Çevirisiydi baskısıydı derken uzun süredir beklediğimiz Hyperion’a sonunda kavuştuk.
Şubat ayı içerisinde Dan Simmons’ın Hyperion isimli kitabını okuyacağız. Uzun süredir radarımda olan bu kitabı siz de merak ediyorsanız etkinliğimize katılabilirsiniz.
Süremiz 1 Şubat - 28 Şubat arasıdır. Herkesi bekleriz
@Everfever’ın hediye etmesi haricinde bir şey gelmiyor aklıma. 11’ine kadar diğer etkinlik kitaplarını, 11’inden sonra da Hyperion’ı okuma niyetindeyim.
Başladım. İlk 50 sayfaya kadar çeviri ve editörlük benden tam puanı aldı. Kitap fiyatlarındaki artışlar eleştirilmeli bence de ama şu kitaba verdiğim fiyat az olsun çok olsun farketmez asla acımıyorum özellikle diğer aynı tür kitap basan yayın evlerinin işlerine bakınca. Bakalım umarım devamı da aynı şekilde ilerler. @Everfever ve sizin elinize sağlık.

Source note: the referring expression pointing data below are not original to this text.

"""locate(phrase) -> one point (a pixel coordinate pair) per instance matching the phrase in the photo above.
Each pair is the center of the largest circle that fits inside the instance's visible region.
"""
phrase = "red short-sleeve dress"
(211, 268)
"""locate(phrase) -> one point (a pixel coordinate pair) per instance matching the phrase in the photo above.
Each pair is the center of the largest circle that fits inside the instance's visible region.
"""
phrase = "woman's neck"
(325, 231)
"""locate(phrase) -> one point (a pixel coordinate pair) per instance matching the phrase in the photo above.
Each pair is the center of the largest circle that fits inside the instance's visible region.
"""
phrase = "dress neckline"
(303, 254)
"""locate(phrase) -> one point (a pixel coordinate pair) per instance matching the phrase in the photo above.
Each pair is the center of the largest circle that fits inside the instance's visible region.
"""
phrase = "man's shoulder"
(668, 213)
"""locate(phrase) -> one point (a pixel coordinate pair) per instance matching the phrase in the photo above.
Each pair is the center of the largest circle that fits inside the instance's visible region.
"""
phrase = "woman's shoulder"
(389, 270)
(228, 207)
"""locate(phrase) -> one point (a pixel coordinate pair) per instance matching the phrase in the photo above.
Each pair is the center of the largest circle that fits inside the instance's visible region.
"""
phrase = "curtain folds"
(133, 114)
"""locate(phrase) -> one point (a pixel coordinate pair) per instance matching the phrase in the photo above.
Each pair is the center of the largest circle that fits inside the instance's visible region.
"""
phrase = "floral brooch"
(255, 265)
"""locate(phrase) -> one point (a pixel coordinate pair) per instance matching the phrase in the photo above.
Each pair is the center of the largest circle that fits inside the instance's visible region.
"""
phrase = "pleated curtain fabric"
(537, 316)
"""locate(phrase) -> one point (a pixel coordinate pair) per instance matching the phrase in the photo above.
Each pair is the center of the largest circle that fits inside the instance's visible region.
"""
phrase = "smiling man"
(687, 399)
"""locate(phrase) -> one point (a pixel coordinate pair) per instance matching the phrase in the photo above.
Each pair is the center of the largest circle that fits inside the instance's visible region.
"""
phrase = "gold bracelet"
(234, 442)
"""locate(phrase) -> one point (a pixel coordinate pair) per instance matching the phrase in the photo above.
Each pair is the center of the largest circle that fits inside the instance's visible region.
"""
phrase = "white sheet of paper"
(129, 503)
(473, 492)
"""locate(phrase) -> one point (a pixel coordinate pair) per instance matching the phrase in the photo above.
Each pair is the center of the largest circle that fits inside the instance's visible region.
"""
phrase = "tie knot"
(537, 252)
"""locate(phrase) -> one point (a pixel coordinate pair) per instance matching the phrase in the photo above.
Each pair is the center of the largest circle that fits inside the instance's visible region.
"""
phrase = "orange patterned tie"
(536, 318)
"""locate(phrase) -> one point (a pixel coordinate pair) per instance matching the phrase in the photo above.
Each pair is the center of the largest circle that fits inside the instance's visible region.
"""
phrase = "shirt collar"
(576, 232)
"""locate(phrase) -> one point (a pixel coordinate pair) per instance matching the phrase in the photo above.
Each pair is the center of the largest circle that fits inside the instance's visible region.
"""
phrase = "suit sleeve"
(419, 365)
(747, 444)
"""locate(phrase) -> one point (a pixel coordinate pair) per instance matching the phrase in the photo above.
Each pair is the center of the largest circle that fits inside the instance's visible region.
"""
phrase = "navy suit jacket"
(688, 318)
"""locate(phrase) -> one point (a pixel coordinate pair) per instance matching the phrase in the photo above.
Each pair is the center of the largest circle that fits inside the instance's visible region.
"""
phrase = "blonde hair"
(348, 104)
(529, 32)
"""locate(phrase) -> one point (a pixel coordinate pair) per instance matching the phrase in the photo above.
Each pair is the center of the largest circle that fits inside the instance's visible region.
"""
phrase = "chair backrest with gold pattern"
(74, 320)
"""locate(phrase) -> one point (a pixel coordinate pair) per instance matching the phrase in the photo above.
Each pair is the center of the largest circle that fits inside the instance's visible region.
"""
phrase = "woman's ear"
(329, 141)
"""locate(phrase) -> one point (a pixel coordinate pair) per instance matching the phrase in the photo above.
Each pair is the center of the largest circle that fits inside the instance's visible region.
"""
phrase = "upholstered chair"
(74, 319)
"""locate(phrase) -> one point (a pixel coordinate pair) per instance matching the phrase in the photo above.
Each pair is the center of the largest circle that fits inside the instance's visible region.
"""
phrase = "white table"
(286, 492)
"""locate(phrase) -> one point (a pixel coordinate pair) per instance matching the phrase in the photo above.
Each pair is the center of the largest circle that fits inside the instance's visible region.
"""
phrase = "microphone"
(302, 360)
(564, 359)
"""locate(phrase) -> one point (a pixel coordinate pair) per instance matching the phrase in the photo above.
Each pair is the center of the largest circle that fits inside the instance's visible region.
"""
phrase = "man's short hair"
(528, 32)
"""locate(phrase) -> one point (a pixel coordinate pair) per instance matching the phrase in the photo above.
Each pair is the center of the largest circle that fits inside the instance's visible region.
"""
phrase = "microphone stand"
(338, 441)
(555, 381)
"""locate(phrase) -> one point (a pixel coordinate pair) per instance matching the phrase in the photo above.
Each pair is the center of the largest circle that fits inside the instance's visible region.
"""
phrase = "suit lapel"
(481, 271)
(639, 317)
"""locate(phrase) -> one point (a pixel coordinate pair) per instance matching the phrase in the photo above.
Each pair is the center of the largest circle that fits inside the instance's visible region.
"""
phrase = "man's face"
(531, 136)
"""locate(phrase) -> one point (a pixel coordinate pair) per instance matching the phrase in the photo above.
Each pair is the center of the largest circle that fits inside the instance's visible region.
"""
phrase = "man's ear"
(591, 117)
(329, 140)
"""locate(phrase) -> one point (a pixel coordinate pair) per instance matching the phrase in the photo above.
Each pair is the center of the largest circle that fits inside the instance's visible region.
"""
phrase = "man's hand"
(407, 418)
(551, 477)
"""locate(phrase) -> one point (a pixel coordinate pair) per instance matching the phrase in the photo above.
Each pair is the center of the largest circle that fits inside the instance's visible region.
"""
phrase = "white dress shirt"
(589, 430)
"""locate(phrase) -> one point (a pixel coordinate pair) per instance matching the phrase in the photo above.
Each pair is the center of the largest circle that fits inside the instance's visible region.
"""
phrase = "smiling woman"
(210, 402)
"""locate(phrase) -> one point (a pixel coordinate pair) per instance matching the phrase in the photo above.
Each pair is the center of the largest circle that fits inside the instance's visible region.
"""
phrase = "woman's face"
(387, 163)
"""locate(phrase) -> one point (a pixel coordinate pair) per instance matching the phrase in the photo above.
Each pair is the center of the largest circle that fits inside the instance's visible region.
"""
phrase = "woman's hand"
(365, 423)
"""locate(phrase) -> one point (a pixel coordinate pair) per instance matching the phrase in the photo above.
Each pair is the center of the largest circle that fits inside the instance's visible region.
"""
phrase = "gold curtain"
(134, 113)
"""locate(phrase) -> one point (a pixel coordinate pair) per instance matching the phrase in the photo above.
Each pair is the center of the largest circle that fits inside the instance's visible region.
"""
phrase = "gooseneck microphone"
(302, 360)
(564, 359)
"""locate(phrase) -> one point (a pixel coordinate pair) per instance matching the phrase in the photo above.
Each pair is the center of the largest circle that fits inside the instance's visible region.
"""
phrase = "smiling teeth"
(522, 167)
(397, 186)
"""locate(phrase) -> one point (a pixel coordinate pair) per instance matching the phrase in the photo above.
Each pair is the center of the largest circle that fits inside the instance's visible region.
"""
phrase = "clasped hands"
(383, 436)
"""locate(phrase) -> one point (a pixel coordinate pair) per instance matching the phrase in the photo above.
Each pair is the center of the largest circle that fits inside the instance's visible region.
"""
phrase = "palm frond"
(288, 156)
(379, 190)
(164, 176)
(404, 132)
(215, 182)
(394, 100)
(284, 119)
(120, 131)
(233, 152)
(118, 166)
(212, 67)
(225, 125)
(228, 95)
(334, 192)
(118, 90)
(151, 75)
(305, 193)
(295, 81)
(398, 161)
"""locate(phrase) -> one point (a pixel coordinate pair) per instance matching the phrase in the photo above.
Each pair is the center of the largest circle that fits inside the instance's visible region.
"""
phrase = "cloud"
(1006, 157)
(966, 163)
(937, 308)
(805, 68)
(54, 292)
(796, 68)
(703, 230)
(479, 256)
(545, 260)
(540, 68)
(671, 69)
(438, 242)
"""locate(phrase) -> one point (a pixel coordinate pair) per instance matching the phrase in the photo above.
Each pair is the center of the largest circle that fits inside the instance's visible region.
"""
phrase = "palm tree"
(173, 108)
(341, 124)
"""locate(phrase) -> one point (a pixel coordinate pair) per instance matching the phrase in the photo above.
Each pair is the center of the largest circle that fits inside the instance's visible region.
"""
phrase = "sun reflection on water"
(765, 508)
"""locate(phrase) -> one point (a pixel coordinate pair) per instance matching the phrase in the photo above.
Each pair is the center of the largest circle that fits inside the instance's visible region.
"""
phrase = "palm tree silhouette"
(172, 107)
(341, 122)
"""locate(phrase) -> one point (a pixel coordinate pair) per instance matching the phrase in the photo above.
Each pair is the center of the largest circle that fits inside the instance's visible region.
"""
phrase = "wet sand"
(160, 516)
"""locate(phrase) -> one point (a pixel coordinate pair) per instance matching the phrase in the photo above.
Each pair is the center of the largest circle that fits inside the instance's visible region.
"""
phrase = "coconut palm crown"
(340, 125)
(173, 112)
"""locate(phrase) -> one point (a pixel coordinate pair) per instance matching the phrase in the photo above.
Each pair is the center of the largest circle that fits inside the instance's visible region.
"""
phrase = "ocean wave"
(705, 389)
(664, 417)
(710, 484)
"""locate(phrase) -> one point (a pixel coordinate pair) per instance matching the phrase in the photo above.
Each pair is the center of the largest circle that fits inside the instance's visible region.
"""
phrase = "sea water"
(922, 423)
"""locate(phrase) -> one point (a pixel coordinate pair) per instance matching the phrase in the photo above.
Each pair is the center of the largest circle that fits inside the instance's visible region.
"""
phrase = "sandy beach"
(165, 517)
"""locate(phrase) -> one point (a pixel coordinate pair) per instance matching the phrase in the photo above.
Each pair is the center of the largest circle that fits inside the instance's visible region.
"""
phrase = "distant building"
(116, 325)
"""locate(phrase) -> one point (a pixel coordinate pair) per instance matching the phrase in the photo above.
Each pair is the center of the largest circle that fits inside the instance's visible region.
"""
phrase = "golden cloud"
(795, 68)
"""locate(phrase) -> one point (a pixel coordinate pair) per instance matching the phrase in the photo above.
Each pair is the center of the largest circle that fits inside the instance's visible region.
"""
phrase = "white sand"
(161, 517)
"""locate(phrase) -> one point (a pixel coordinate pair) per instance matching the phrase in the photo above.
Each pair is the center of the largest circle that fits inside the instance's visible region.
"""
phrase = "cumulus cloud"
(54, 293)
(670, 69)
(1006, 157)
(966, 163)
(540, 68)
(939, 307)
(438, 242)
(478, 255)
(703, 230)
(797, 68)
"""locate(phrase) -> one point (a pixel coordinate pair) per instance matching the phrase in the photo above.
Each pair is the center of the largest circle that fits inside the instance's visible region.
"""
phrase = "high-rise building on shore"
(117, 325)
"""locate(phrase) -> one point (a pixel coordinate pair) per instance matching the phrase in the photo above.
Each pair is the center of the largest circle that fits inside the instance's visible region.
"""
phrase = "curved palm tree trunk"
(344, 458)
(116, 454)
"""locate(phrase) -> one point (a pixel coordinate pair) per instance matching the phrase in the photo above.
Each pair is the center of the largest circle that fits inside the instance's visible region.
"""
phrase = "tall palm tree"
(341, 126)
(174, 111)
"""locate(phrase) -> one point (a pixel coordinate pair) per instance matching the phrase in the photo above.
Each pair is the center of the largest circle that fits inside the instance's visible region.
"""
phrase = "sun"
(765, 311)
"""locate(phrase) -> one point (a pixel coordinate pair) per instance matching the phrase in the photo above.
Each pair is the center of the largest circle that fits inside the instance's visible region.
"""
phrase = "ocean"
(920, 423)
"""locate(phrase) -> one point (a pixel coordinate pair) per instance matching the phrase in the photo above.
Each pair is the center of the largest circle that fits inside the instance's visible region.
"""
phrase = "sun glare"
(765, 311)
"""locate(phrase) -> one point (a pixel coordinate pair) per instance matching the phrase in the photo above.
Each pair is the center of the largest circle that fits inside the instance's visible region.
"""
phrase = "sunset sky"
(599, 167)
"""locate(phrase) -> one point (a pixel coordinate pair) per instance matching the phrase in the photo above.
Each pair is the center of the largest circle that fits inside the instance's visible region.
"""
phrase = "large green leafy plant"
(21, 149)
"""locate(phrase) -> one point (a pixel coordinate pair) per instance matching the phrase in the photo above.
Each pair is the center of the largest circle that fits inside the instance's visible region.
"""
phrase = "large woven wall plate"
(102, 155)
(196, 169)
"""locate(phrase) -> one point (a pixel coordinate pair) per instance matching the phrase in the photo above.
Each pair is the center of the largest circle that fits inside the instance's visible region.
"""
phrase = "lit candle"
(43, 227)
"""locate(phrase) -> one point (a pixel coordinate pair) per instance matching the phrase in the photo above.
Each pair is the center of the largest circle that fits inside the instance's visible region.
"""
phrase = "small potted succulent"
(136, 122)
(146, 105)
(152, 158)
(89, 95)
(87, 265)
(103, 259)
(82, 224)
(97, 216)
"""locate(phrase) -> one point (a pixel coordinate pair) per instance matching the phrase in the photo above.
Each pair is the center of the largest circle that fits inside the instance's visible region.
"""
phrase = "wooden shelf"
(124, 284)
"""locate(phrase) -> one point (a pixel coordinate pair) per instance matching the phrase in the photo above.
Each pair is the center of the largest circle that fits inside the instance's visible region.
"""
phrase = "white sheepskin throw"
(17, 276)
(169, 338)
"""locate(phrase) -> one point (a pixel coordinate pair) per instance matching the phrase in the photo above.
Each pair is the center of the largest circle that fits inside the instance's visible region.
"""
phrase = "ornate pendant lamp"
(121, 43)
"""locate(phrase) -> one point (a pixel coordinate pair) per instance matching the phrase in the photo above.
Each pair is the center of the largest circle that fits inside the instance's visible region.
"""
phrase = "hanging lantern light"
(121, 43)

Kitap ticari bir ürün evet ama defolu ürüne tam ürün fiyatı biçmek bizim yayınevlerinin yayıncılık anlayışını özetliyor. Bu kitap için konuşulursa fiyatından bağımsız olarak ‘‘Bu iş böyle yapılır.’’ denilmesi gerekir bence.
Sonunda bende Hyperion’uma kavuştum. Büyük Matematikçilerin bitmesini bekleyecektim ama hazır etkinlik varken bende okuyayım dedim. Bu akşam olmadı yarın sabah başlarım kitaba. Gazamız mübarek olsun .
bkmkitap.com’dan almak gibi bir hata yaptığım için saat başı kargolanmış mı diye bakıyor ve hüsrana uğruyordum. Şimdi baktım kargoya verilmiş sonunda. Yine de ben en erken pazartesi başlayabileceğim maalesef.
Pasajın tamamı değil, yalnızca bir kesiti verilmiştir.